For someone who is 5 foot 10 inches (70 inches tall), I think ResMed indicates a typical Tidal Volume would be around 500mL, with about 75% of it reaching the alveoli and participating in gas exchange (O2 and CO2 exchange).

ADDED:

I searched more on this topic. Among the articles which turned up was one which states that normal Tidal Volumes are 5 to 7 mL per kg of ideal body weight (NOT actual body weight).

The ideal body weight depends on sex and height.

Here is a link to an online calculator for Tidal Volume. We put in our sex and height and the value we want the calculator to use for the conversion factor (for example, 7 mL/kg).
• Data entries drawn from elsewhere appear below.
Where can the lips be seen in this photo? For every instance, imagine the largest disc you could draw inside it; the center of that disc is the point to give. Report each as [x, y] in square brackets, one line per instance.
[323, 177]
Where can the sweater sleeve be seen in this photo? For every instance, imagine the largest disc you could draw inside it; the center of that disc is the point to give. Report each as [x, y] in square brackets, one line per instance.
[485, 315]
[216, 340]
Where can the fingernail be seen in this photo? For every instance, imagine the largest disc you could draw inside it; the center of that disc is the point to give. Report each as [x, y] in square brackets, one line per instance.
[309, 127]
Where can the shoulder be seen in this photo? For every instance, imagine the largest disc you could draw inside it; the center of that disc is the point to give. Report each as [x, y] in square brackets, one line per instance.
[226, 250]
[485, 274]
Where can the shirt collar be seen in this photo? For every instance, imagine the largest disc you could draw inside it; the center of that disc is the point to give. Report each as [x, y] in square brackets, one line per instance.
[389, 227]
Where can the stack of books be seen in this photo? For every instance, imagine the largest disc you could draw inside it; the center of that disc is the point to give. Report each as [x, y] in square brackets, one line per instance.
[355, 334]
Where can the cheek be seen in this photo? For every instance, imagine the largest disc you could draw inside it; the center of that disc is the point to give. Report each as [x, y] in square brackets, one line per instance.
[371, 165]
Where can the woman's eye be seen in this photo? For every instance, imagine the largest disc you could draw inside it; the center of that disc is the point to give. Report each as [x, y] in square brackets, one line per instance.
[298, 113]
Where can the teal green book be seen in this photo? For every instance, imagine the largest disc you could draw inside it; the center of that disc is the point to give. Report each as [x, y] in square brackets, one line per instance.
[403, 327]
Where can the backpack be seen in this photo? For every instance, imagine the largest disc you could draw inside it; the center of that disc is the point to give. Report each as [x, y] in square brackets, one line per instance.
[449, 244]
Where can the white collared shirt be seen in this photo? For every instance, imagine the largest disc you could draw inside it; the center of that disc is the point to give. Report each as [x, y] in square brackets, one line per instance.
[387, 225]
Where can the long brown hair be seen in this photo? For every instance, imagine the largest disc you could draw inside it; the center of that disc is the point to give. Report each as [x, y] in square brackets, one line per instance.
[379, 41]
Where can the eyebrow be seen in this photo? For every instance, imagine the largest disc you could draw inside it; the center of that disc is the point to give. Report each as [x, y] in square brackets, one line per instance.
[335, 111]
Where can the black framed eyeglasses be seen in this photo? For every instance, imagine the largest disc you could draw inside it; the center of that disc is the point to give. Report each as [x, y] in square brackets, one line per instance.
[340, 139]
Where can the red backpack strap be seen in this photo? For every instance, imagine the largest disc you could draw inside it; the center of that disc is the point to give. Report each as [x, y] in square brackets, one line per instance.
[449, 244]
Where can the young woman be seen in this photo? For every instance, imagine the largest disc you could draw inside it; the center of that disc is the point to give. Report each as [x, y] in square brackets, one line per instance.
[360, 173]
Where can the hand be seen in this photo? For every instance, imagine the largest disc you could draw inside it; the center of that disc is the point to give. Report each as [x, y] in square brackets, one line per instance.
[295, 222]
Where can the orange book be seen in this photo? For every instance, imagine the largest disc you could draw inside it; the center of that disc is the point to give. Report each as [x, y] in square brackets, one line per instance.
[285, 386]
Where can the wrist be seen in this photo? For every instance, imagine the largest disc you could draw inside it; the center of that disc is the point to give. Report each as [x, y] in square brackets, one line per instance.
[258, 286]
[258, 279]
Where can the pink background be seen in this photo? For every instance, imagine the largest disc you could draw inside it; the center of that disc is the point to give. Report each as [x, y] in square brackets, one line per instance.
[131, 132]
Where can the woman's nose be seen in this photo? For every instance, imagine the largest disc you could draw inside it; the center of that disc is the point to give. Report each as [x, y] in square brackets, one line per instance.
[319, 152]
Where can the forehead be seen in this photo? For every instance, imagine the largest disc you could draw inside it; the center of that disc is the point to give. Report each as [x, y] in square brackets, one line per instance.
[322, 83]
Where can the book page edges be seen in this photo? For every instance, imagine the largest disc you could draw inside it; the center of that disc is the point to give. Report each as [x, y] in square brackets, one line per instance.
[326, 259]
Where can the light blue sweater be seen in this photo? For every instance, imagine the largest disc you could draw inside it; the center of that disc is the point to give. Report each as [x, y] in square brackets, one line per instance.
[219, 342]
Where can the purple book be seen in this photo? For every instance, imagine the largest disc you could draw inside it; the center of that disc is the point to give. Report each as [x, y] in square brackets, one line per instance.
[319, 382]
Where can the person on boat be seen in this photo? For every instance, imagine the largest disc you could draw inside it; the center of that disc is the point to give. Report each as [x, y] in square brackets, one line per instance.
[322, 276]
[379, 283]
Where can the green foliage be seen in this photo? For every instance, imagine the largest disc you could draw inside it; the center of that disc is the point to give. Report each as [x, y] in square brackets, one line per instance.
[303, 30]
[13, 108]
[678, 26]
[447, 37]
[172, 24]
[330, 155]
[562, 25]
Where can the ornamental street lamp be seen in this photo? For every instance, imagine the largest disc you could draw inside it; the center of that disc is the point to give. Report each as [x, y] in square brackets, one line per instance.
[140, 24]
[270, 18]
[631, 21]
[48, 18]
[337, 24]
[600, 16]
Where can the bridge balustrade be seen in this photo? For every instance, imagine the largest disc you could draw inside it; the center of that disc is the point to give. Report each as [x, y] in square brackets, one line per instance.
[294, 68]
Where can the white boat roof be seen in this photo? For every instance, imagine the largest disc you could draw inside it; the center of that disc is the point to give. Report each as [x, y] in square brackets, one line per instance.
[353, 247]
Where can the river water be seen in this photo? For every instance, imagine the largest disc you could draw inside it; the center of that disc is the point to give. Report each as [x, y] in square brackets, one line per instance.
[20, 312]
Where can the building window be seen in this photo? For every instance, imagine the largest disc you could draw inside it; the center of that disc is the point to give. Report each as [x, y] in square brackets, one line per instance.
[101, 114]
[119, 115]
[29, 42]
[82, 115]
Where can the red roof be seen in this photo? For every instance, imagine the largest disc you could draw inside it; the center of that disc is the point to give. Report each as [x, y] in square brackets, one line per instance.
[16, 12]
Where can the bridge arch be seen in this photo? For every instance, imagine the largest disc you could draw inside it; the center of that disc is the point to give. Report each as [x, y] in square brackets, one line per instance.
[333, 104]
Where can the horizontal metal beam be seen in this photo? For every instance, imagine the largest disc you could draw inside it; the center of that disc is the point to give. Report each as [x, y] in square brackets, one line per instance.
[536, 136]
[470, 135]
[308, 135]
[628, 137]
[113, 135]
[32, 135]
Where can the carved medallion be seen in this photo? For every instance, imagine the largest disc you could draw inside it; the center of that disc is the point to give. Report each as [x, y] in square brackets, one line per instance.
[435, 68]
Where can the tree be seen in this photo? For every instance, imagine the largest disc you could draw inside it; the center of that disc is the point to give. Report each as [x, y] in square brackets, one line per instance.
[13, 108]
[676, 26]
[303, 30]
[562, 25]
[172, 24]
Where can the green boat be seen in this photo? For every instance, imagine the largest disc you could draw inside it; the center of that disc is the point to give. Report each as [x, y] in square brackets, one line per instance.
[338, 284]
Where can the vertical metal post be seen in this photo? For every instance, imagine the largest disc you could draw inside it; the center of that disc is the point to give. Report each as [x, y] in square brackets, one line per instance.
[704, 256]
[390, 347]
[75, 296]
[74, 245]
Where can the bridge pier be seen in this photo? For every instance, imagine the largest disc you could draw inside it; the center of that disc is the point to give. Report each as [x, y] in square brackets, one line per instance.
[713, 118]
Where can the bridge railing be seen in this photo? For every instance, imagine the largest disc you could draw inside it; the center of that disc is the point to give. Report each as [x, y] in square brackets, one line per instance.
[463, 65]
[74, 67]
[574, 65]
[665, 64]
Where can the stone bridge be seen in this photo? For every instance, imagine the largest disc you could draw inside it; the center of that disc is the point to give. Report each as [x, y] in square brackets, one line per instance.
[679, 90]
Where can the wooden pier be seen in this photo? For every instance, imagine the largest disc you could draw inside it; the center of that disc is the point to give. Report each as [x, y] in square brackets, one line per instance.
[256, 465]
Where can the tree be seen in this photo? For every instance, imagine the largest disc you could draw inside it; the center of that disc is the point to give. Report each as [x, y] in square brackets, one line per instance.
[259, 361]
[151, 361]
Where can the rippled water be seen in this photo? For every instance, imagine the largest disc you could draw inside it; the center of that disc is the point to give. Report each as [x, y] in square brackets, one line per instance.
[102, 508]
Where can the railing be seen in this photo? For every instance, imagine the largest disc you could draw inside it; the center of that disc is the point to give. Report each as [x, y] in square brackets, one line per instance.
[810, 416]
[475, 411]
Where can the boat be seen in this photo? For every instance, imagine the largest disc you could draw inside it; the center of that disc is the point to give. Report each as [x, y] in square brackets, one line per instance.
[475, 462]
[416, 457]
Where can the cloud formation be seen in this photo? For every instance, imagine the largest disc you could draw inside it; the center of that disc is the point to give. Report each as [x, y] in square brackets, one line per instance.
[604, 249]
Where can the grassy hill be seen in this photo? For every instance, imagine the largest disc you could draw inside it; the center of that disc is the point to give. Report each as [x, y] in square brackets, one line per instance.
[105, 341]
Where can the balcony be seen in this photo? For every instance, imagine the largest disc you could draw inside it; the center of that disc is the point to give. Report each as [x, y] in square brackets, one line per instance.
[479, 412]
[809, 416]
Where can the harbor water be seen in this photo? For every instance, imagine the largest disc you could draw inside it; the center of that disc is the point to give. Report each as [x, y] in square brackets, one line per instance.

http://www.mdcalc.com/ideal-body-weight/

Here is the article which includes the "5 to 7 mL/kg" number:
http://rtboardreview.com/public/tables_l...lation.htm

Membership in the Advisory Member group should not be understood as in any way implying medical expertise or qualification for advising Sleep Apnea patients concerning their treatment. The Advisory Member group provides advice and suggestions to Apnea Board administrators and staff on matters concerning Apnea Board operation and administrative policies - not on matters concerning treatment for Sleep Apnea. I think it is now too late to change the name of the group but I think Voting Member group would perhaps have been a more descriptive name for the group.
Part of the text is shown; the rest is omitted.